Die allseits gerne verwendete Bezeichnung "Apothekerpreise" als Synonym für auf den Cent genaue bzw. teure Preise kommt nicht von ungefähr. Jeder, der einmal eine nicht verschreibungspflichtige Arznei oder ein Gesundheitsprodukt woanders als in der Apotheke gekauft hat, kennt den preislichen Unterschied.

Seit mehr als einem Jahr hat die Bundeswettbewerbsbehörde (BWB) daher die Marktsituation bei Österreichs Apotheken unter die Lupe genommen, und das Ergebnis fällt ausgesprochen ernüchternd aus: "Es gibt hier einen großen Nachholbedarf, was den Wettbewerb betrifft", bringt es BWB-Chef Theodor Thanner auf den Punkt, "und das wirkt sich nachteilig für die Konsumenten aus."

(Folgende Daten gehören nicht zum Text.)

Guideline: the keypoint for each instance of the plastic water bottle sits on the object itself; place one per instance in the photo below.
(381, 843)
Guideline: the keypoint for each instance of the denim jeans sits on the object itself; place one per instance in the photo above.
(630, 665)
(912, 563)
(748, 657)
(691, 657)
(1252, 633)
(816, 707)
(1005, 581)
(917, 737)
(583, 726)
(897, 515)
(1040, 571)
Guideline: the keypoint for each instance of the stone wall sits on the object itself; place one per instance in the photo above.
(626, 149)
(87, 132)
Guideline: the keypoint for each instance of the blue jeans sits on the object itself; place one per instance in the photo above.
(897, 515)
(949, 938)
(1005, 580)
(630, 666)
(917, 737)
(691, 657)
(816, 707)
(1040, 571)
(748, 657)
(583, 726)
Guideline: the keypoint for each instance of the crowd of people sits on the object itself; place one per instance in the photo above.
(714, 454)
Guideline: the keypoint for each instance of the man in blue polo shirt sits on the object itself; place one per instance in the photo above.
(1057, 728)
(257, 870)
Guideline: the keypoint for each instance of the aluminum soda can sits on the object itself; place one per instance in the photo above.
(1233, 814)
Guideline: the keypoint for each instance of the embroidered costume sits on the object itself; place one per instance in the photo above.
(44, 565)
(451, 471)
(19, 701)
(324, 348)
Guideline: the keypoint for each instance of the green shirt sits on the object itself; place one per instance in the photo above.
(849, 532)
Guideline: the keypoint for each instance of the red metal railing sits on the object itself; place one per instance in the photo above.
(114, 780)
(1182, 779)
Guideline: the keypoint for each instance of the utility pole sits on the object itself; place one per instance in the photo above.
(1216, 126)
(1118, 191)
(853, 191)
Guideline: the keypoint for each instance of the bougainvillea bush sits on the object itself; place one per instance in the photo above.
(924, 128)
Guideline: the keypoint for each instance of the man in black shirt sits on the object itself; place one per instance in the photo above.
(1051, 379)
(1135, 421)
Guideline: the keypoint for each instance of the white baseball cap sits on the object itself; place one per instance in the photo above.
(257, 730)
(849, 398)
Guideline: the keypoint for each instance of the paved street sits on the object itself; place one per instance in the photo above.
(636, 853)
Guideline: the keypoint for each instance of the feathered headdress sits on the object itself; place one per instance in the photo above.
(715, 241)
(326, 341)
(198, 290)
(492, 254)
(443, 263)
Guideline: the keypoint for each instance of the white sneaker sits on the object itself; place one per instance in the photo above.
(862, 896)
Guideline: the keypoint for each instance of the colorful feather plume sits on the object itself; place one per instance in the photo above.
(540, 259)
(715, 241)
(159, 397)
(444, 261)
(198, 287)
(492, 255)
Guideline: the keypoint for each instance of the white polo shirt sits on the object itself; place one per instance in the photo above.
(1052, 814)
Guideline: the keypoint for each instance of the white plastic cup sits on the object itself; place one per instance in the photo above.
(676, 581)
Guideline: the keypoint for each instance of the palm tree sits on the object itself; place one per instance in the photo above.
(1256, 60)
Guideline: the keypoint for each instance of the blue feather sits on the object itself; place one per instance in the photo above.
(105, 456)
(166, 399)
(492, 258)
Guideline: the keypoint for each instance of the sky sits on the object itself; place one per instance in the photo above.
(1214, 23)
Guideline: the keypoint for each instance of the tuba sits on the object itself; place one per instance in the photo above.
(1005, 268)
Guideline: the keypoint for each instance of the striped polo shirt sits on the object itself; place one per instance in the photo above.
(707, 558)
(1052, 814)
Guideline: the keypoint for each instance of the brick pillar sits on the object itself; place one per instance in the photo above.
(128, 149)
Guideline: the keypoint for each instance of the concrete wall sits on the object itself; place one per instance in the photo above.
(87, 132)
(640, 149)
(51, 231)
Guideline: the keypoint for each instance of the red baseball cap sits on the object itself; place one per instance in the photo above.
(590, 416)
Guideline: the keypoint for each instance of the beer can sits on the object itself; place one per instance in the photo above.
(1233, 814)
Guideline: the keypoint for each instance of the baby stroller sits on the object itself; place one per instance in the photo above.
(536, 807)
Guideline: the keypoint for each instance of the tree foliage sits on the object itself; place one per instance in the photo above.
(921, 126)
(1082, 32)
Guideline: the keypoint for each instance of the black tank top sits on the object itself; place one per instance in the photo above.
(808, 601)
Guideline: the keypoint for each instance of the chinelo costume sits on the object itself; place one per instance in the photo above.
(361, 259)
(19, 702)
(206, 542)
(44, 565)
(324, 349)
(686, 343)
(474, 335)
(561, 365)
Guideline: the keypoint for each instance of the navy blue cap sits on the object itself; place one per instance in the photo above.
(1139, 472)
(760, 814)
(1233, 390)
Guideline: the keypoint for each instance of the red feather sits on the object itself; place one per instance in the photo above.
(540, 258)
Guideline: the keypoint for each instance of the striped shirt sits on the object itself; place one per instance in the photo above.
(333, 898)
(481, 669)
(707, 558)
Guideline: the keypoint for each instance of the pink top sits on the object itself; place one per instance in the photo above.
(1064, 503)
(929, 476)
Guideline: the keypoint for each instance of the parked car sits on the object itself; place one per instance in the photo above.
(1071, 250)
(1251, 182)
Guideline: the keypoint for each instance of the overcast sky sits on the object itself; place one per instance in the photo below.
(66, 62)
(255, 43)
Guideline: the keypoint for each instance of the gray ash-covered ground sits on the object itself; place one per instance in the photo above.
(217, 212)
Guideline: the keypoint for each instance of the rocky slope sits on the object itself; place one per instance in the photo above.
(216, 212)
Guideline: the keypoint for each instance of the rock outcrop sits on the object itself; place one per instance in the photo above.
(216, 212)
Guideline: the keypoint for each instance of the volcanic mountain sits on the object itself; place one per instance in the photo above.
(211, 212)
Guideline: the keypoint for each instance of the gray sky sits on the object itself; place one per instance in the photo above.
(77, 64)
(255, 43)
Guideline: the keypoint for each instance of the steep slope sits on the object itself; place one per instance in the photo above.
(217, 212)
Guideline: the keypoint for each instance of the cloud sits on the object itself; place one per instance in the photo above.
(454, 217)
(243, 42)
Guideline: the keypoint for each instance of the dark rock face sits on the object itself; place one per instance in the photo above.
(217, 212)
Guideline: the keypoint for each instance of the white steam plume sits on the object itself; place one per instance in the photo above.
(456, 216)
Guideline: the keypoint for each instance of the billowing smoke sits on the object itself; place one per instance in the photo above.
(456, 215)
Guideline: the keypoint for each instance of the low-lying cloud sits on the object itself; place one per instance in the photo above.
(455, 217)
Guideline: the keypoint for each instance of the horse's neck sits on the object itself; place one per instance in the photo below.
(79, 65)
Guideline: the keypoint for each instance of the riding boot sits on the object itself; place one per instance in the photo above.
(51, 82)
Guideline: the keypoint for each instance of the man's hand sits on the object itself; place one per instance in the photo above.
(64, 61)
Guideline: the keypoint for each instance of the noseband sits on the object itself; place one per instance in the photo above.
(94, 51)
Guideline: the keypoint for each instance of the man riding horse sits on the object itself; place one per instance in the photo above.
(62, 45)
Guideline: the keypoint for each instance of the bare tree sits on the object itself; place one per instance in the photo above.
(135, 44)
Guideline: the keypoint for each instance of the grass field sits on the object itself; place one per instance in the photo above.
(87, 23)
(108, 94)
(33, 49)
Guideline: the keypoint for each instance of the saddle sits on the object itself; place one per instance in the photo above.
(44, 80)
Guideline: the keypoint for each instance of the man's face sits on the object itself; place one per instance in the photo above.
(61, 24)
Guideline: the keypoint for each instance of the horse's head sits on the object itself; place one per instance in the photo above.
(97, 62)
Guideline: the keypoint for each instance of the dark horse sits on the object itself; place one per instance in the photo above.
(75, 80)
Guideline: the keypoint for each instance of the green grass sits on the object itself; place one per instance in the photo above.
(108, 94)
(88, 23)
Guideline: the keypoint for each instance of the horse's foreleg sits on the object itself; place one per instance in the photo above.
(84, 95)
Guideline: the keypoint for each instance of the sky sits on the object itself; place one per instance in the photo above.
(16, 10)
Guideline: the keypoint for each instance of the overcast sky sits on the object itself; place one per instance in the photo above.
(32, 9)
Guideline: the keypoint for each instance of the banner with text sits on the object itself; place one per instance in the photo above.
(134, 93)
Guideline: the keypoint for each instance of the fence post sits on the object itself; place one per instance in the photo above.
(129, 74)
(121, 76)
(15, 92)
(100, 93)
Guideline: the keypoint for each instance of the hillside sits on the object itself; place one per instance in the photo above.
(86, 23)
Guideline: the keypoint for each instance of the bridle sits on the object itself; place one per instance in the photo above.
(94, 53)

Der aktuelle BWB-Bericht zu den österreichischen Apotheken ist Teil einer breit angelegten Analyse des heimischen Gesundheitssektors. News konnte vorab Einsicht nehmen. "In dem Sektor gibt es wettbewerbliche Phänomene, die sonst in der Wirtschaft verpönt und verboten sind", sagt Thanner. Dazu gehörten etwa fixe Preise, Gebietsschutz sowie Ausnahmen für bestimmte Bereiche und Monopole. Dadurch sei der Wettbewerb "eingeschränkt bzw. verfälscht". Bei den Apotheken ist die Situation besonders restriktiv, wie der Bericht zeigt. "Die Bedarfsprüfung zum Beispiel ist Regulierung pur", sagt Thanner. Diese Prüfung regelt, wann und unter welchen Voraussetzungen eine Apotheke aufgesperrt werden darf. Nicht erlaubt ist das laut Apothekengesetz etwa, wenn die nächstgelegene Apotheke weniger als 500 Meter entfernt ist. Oder wenn sich die Zahl der Personen, die von einer der umliegenden Apotheken zu versorgen sind, wegen der Neuerrichtung verringert und folglich unter 5.500 Personen liegt. Eine Konzession erhalten ohnehin nur ausgebildete Apotheker.

Mehr Bedarf

Derzeit gibt es in Österreich 1.357 öffentliche Apotheken sowie 840 Hausapotheken von Ärzten und 43 von Krankenanstalten. Die Zahl der öffentlichen Apotheken hat im vergangenen Jahrzehnt um zehn Prozent zugenommen; im Schnitt gibt es auf 100.000 Einwohner 15,4 Betriebsstätten. Im internationalen Vergleich ist das wenig: Der OECD-Schnitt beträgt 25. Zum Vergleich: In Spanien gibt es 47,2 Apotheken pro 100.000 Einwohner, in Irland 37,5, in Frankreich 34 oder in Italien 29,9. Fazit: "Für neu eröffnete Apotheken ist sowohl ein Bedarf von Seiten der Konsumenten gegeben als auch ein wirtschaftlicher Anreiz für Apotheker, solche zu betreiben", heißt es im Bericht.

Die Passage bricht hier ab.